A community website usually isn’t top of mind as a delivery channel, but it’s where discussion can live for your users. You can often generate and pull insights about what it is attendees want to get out of their experience — not to mention their top pain points in working with your company that you can address from a messaging standpoint on the main stage.

Ultimately, you want attendees to establish relationships by the time your event concludes — and hopefully, they don’t want to let those connections die. Your post-event delivery channel strategy can focus on fostering that community in another digital format.

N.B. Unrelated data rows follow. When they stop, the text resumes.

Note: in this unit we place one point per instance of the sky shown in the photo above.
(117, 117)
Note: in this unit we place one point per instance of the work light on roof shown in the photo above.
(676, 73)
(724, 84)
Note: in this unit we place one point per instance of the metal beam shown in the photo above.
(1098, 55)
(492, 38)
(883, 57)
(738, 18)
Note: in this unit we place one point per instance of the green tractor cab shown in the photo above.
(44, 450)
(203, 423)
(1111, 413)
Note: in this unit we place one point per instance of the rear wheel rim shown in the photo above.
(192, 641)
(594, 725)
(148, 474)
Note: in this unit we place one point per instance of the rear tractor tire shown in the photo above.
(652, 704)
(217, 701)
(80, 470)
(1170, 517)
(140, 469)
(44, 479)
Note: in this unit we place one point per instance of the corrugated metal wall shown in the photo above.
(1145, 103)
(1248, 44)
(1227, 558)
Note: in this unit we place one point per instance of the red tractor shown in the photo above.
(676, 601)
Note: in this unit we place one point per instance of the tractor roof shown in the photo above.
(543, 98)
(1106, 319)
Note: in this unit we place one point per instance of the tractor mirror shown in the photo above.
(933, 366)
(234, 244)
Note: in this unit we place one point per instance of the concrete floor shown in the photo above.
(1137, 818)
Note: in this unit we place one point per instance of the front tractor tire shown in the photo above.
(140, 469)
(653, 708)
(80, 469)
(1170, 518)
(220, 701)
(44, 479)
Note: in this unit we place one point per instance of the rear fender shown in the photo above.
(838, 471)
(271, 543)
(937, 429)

4. Measure as you go. Typically, the only way event planners measure audience response is with a post-event survey that illuminates how the program’s logistical aspects worked for attendees. But to make your event a catalyst for real change, thread ROI metrics throughout the entire campaign and pinpoint specific changes in audience thoughts, perspectives, and actions. Whenever possible, conduct event audits to gain a deeper understanding of what works, what can improve, and what needs to change.

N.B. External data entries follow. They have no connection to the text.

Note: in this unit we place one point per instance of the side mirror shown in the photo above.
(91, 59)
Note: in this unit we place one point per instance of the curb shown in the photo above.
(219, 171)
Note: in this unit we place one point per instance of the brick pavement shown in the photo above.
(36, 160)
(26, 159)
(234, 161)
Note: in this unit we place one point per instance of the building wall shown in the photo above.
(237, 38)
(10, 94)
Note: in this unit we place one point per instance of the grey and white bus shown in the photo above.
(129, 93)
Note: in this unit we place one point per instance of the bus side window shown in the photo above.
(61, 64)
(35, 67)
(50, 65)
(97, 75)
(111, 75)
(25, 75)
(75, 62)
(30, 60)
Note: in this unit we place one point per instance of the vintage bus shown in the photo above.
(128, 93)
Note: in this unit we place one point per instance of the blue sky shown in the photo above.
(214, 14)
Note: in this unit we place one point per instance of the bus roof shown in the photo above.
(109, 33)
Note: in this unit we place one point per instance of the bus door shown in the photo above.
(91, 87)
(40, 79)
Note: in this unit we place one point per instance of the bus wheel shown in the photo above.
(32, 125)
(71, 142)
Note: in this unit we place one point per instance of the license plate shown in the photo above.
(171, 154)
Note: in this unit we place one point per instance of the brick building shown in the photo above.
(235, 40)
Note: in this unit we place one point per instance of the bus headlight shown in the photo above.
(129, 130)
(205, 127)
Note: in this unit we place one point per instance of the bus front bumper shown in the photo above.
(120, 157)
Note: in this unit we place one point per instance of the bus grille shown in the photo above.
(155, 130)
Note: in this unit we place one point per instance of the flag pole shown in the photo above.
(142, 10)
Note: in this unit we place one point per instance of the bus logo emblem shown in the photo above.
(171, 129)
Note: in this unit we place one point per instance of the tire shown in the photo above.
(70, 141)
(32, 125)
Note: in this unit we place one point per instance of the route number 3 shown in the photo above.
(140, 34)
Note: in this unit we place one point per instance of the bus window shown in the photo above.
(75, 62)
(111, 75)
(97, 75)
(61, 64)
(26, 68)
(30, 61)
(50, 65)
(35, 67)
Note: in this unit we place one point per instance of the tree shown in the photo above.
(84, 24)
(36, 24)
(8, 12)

Surveys are certainly one way to measure against benchmarks, but they need to go beyond logistical questions and can’t wait until after the event. Start with the end in mind, or what it is you want to achieve. A survey can help identify where you successfully moved the needle on those objectives and where the gaps are that still need to be filled. If you survey your audiences in advance of the event, you can actually use the results to understand where to focus content during the actual experience.

Say, for example, that a survey before the event reveals 90% of attendees feel like they need training in the same three business areas. Through all of the benchmarking before your event, you’ll know to emphasize those areas in your content. During and after the event, you can use the survey to determine your success regarding the messaging you delivered, lessons attendees learned, and what they got to practice during the experience. You’ll determine whether attendees ultimately felt they learned what they needed to about those top three business areas.

An effective campaign doesn’t involve a set-it-and-forget-it strategy. The great thing about any marketing campaign is the ability to understand your reach and relevance with your audience as you go and see what resonates with them in real time, meaning you can refine the strategy along the way. By the time you get to the event itself, you’ve already created a touchpoint that’s hypertargeted and hyperrelevant to what you’ve found to be successful (or not) through the entire campaign continuum.

After the event, analyze your survey results and transform the data into action plans that balance your campaigns. After all, your audiences now have expectations about the event and the learning they’ll receive. From your communications before the event, attendees will understand precisely what your goals are for the experience and what they’ll get out of it. You can’t let those objectives drop off just because you didn’t have time to fully deliver on them within a three-day program. After all, that doesn’t align with the ongoing value delivery attendees expect. Your pre- and post-event measurements will help you shape the communications map of your year-round campaign messaging and content delivery.

The energy and enthusiasm around events are great news for anyone passionate about bringing events to life — especially during the COVID-19 pandemic. But when the spotlight is brighter, the expectations and pressure are greater. A campaign-focused approach weaves experiences across channels over time, allowing for sustained, broad-spectrum delivery that maximizes impact and ROI.

Nicole Bojic also contributed to this post.